Perhaps I've missed something, but there doesn't seem to be any indication that Ryzen actually matches BW-E IPC on avg. Rather is slightly behind.. Enough to be considered more like Haswell in throughput, or slightly lower.. This is based on the Canard tests which show a 6900K at a 14.5% advantage, (including blender) and which, by all accounts has a <10% clock advantage. So perhaps people shouldn't be getting there knickers in a twist 're who's predictions were right or wrong quite yet? Moreover, the 40% is an ST claim, and none of the benchmarks so far have been run 1T per core. So until someone does this, no one knows.

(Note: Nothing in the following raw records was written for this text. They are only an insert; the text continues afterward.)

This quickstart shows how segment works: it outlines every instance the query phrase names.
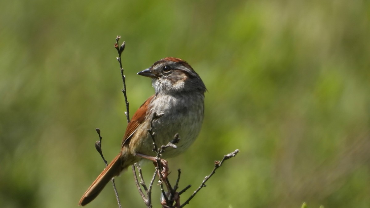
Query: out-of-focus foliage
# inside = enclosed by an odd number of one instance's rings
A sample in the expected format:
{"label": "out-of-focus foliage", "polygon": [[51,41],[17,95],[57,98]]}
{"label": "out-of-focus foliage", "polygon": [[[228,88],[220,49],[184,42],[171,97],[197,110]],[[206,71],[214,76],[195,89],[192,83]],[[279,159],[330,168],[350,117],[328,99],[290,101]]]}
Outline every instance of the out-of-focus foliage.
{"label": "out-of-focus foliage", "polygon": [[[370,207],[370,3],[354,1],[2,1],[0,207],[73,207],[153,93],[135,73],[166,56],[203,79],[205,118],[172,180],[191,207]],[[154,167],[145,166],[150,177]],[[116,181],[144,207],[131,171]],[[89,207],[116,207],[108,185]],[[153,194],[159,207],[158,189]],[[156,201],[155,199],[158,199]]]}

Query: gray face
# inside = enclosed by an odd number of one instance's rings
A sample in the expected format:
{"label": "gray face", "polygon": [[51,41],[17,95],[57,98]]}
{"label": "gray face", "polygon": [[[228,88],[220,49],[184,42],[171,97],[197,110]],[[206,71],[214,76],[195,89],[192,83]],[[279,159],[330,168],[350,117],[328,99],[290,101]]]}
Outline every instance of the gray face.
{"label": "gray face", "polygon": [[152,78],[156,94],[190,91],[204,93],[206,91],[198,74],[189,64],[179,58],[164,58],[138,74]]}

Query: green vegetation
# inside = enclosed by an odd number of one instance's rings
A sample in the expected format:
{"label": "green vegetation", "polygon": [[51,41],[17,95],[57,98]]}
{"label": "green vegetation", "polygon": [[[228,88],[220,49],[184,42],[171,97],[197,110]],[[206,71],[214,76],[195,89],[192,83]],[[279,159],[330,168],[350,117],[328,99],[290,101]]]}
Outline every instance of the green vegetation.
{"label": "green vegetation", "polygon": [[[189,207],[370,207],[370,3],[2,1],[0,207],[74,207],[153,93],[135,74],[174,56],[208,92],[201,134],[169,160],[193,187],[236,149]],[[150,177],[154,168],[143,165]],[[143,207],[131,171],[116,180]],[[88,207],[115,207],[107,187]],[[153,193],[160,207],[158,189]]]}

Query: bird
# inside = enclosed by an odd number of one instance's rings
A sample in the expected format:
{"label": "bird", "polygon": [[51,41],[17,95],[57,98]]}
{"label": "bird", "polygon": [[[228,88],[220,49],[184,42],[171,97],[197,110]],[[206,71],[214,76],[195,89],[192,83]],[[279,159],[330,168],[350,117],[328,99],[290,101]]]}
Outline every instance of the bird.
{"label": "bird", "polygon": [[168,144],[176,134],[180,138],[177,148],[166,149],[162,153],[162,158],[174,157],[184,152],[201,131],[207,90],[188,62],[167,57],[137,74],[151,79],[155,93],[134,114],[126,128],[121,151],[84,194],[78,203],[80,206],[92,201],[112,178],[130,165],[155,156],[153,141],[148,130],[153,115],[161,115],[152,120],[151,126],[158,147]]}

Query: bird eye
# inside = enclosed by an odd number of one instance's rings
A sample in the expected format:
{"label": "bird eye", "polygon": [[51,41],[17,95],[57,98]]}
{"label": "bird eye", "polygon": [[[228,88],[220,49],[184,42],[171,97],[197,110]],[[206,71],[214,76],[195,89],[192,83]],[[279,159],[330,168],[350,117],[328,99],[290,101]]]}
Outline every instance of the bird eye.
{"label": "bird eye", "polygon": [[165,73],[169,72],[171,71],[171,67],[168,65],[166,65],[163,67],[163,72]]}

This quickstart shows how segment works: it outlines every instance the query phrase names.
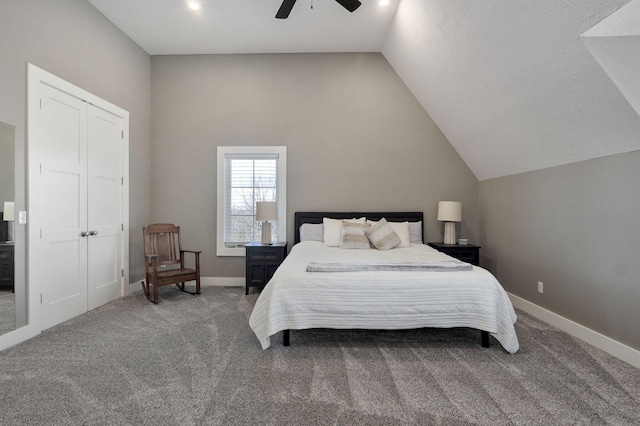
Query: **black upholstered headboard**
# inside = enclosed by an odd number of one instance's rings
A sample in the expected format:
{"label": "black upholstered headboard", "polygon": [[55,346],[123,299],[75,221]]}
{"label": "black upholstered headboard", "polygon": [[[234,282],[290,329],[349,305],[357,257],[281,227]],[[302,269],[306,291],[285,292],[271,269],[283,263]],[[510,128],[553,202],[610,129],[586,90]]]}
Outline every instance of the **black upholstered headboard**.
{"label": "black upholstered headboard", "polygon": [[332,219],[366,217],[369,220],[380,220],[384,217],[389,222],[422,222],[422,236],[424,238],[424,214],[422,212],[295,212],[294,243],[300,242],[300,225],[303,223],[322,223],[323,217]]}

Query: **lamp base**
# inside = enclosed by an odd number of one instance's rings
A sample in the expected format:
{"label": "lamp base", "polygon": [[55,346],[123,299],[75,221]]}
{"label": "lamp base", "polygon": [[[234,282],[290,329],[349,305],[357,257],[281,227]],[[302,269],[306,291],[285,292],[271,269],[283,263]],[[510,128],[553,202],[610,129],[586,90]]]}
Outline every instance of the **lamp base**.
{"label": "lamp base", "polygon": [[271,223],[262,222],[262,244],[271,244]]}
{"label": "lamp base", "polygon": [[444,223],[444,243],[445,244],[456,243],[456,223],[455,222]]}

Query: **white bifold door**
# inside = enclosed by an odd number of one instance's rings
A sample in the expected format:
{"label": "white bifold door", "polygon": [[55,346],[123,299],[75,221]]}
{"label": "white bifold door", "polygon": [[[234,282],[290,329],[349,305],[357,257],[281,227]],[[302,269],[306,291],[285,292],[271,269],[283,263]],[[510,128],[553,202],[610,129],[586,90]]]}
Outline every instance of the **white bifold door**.
{"label": "white bifold door", "polygon": [[41,328],[121,295],[123,259],[122,117],[41,83]]}

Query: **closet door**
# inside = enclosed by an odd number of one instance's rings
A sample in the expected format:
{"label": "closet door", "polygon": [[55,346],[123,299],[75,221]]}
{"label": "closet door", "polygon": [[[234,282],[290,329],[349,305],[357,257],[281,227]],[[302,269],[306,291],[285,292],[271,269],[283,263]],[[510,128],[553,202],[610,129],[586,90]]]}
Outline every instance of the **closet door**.
{"label": "closet door", "polygon": [[122,264],[122,118],[88,105],[88,308],[120,296]]}
{"label": "closet door", "polygon": [[87,311],[87,104],[43,85],[42,329]]}
{"label": "closet door", "polygon": [[121,295],[124,122],[52,87],[43,92],[44,330]]}

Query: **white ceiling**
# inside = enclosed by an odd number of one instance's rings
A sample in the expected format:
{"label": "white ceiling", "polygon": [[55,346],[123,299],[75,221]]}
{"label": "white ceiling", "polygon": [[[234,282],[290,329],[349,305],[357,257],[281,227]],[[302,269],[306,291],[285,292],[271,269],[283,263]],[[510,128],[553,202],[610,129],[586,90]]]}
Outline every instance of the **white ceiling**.
{"label": "white ceiling", "polygon": [[[188,1],[198,1],[192,11]],[[399,0],[361,0],[350,13],[334,0],[89,0],[150,55],[380,52]],[[311,5],[313,4],[313,9]]]}
{"label": "white ceiling", "polygon": [[151,55],[382,52],[480,180],[640,150],[640,0],[88,1]]}

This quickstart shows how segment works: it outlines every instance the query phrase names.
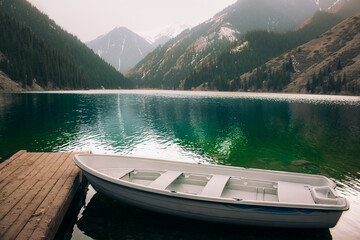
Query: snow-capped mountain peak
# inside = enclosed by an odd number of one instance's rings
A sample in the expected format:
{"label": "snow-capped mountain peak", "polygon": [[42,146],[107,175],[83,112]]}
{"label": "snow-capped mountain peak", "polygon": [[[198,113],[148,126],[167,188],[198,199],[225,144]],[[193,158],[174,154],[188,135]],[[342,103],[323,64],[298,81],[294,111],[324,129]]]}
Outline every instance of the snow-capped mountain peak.
{"label": "snow-capped mountain peak", "polygon": [[163,45],[170,39],[175,38],[186,29],[191,29],[191,25],[179,23],[142,32],[139,33],[139,35],[146,39],[146,41],[148,41],[150,44],[157,47],[158,45]]}

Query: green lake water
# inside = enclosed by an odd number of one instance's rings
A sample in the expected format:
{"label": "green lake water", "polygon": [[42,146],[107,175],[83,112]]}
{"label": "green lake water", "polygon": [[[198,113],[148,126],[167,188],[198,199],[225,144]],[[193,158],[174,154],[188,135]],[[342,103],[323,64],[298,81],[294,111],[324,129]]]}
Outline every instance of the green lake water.
{"label": "green lake water", "polygon": [[[322,174],[350,201],[330,230],[250,228],[132,208],[95,193],[72,239],[359,239],[360,98],[172,91],[0,94],[0,162],[85,151]],[[69,238],[69,237],[68,237]]]}

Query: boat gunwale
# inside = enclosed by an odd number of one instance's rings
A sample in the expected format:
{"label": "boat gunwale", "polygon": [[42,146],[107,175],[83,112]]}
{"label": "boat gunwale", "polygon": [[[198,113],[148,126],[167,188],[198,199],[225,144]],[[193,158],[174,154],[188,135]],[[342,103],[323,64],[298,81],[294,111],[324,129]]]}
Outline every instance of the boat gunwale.
{"label": "boat gunwale", "polygon": [[[222,203],[222,204],[233,204],[233,205],[247,205],[247,206],[261,206],[261,207],[276,207],[276,208],[289,208],[289,209],[304,209],[304,210],[322,210],[322,211],[347,211],[349,209],[349,202],[346,198],[343,198],[345,200],[345,204],[343,205],[333,205],[333,204],[306,204],[306,203],[284,203],[284,202],[274,202],[274,201],[264,201],[264,200],[242,200],[242,199],[236,199],[236,198],[224,198],[224,197],[213,197],[213,196],[205,196],[205,195],[195,195],[190,194],[186,192],[175,192],[167,189],[158,189],[153,188],[149,186],[145,186],[142,184],[126,181],[123,179],[116,179],[109,175],[106,175],[100,171],[97,171],[86,164],[84,164],[78,156],[105,156],[105,157],[124,157],[127,159],[130,158],[136,158],[141,160],[153,160],[157,162],[166,162],[166,163],[180,163],[185,165],[198,165],[196,163],[188,163],[188,162],[176,162],[176,161],[169,161],[169,160],[160,160],[160,159],[151,159],[151,158],[140,158],[140,157],[131,157],[131,156],[122,156],[122,155],[108,155],[108,154],[76,154],[74,156],[74,162],[75,164],[82,170],[85,171],[88,174],[91,174],[92,176],[101,179],[103,181],[109,182],[114,185],[121,185],[122,187],[127,187],[130,189],[136,189],[139,191],[145,191],[149,193],[159,194],[159,195],[165,195],[168,197],[176,197],[176,198],[185,198],[190,200],[197,200],[197,201],[210,201],[215,203]],[[264,169],[254,169],[254,168],[243,168],[243,167],[232,167],[232,166],[224,166],[224,165],[213,165],[213,164],[204,164],[204,166],[208,167],[220,167],[220,168],[227,168],[227,169],[242,169],[242,170],[255,170],[265,173],[280,173],[280,174],[290,174],[295,176],[313,176],[313,177],[320,177],[326,180],[331,185],[336,184],[330,180],[329,178],[322,176],[322,175],[316,175],[316,174],[306,174],[306,173],[294,173],[294,172],[285,172],[285,171],[276,171],[276,170],[264,170]],[[231,176],[230,176],[231,177]],[[331,186],[332,188],[335,188],[335,186]]]}

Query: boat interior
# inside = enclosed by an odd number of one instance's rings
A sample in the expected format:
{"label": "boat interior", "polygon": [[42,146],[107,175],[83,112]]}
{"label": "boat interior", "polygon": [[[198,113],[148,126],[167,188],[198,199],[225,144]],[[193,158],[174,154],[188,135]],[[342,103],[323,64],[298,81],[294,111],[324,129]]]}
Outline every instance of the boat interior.
{"label": "boat interior", "polygon": [[101,174],[152,189],[234,201],[340,205],[329,186],[256,178],[131,168],[98,169]]}

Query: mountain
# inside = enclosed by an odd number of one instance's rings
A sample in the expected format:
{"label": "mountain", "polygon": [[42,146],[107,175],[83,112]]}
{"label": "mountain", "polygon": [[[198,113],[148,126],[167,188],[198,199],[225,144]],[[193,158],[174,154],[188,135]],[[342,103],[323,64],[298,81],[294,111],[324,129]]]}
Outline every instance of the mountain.
{"label": "mountain", "polygon": [[[52,49],[54,55],[61,55],[62,62],[76,66],[81,77],[88,79],[80,88],[129,88],[132,83],[121,73],[94,54],[85,44],[64,31],[54,21],[25,0],[0,0],[0,11],[28,28],[34,36]],[[11,54],[11,53],[10,53]],[[27,53],[23,53],[25,55]],[[41,66],[42,62],[39,62]],[[19,64],[18,64],[19,65]],[[58,65],[62,65],[59,63]],[[23,71],[25,66],[19,65]],[[30,68],[29,68],[30,69]],[[47,70],[47,69],[44,69]],[[29,70],[31,71],[31,70]],[[26,72],[25,75],[32,75]],[[68,74],[68,73],[64,73]],[[51,75],[44,75],[51,77]],[[36,78],[37,76],[34,76]],[[56,76],[59,77],[59,76]],[[76,78],[76,76],[74,76]],[[52,82],[52,79],[46,79]],[[49,85],[51,87],[51,84]],[[43,86],[47,88],[48,86]],[[55,87],[55,86],[54,86]],[[61,86],[58,86],[61,88]]]}
{"label": "mountain", "polygon": [[167,43],[170,39],[175,38],[181,32],[186,29],[190,29],[191,26],[188,24],[175,24],[169,25],[161,30],[154,30],[144,32],[141,35],[145,38],[154,48],[162,46]]}
{"label": "mountain", "polygon": [[86,45],[121,73],[126,73],[155,48],[141,36],[118,27]]}
{"label": "mountain", "polygon": [[126,76],[138,87],[183,88],[185,77],[210,63],[246,32],[286,31],[336,0],[238,0],[208,21],[158,47]]}
{"label": "mountain", "polygon": [[251,90],[268,91],[276,74],[287,76],[277,91],[360,95],[360,11],[241,79]]}
{"label": "mountain", "polygon": [[37,38],[28,27],[1,11],[0,22],[0,69],[6,73],[1,77],[2,90],[89,87],[90,79],[81,68]]}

By my own testing of Excavator in 1T/module vs Skylake i3 1T/core , I stiill avg around 60% to SKL no matter what I add or remove from the bench set to try and get a realistic avg (which is difficult due to the wildly different architectures), that puts Skylake approx 15% > A theortical Zen. Which in turn plants it pretty firmly in between ivy and Haswell.
A bit more than The Stilt's original prediction, and still sounds low to some, but personally I still predict Ryzen will have greater SMT Yeild (%) than Broadwell, which means of course that throughput can be closer to Haswell/BW than it's ST performance is.
As for why I think this will be the case:- Distributed Int Schedulers, and a higher number of statically partitioned structures are the main reasons. Intel's more dynamic approach here should result in higher ST performance, but IMO is a mistake in regards to throughput perf/watt. if not perf/mm , It makes sense to me that AMD chose to avoid such a large unified scheduler.. This is after all an architecture designed to be as balanced as possible, But given it's 2017 now (Is here in Australia!) likely biased towards throughput wherever it didn't impact ST significantly,
yeah you sure have missed the fact that Canard PC had a buggy A0 revision ES. They acknowledge their sample had SMT and uop cache issues. If anybody is deriving any conclusion from canard PC benchmarks its bound to be wrong. I would say the final reviews of the production chip with all bugs fixed, proper turbo and firmware optimizations is what we should wait for. AMD has already demonstrated Blender and Handbrake with similar and better performance respectively wrt 6900k. If you do not want to believe AMD controlled benchmarks thats perfectly fine. But then jumping to conclusions based on a buggy ES sample is not the right approach. You would be right to disregard all benchmarks till launch but drawing your conclusion based on a buggy ES benchmark from canardpc while ignoring more recent benchmarks done by AMD based on recent steppings points to an agenda of your own.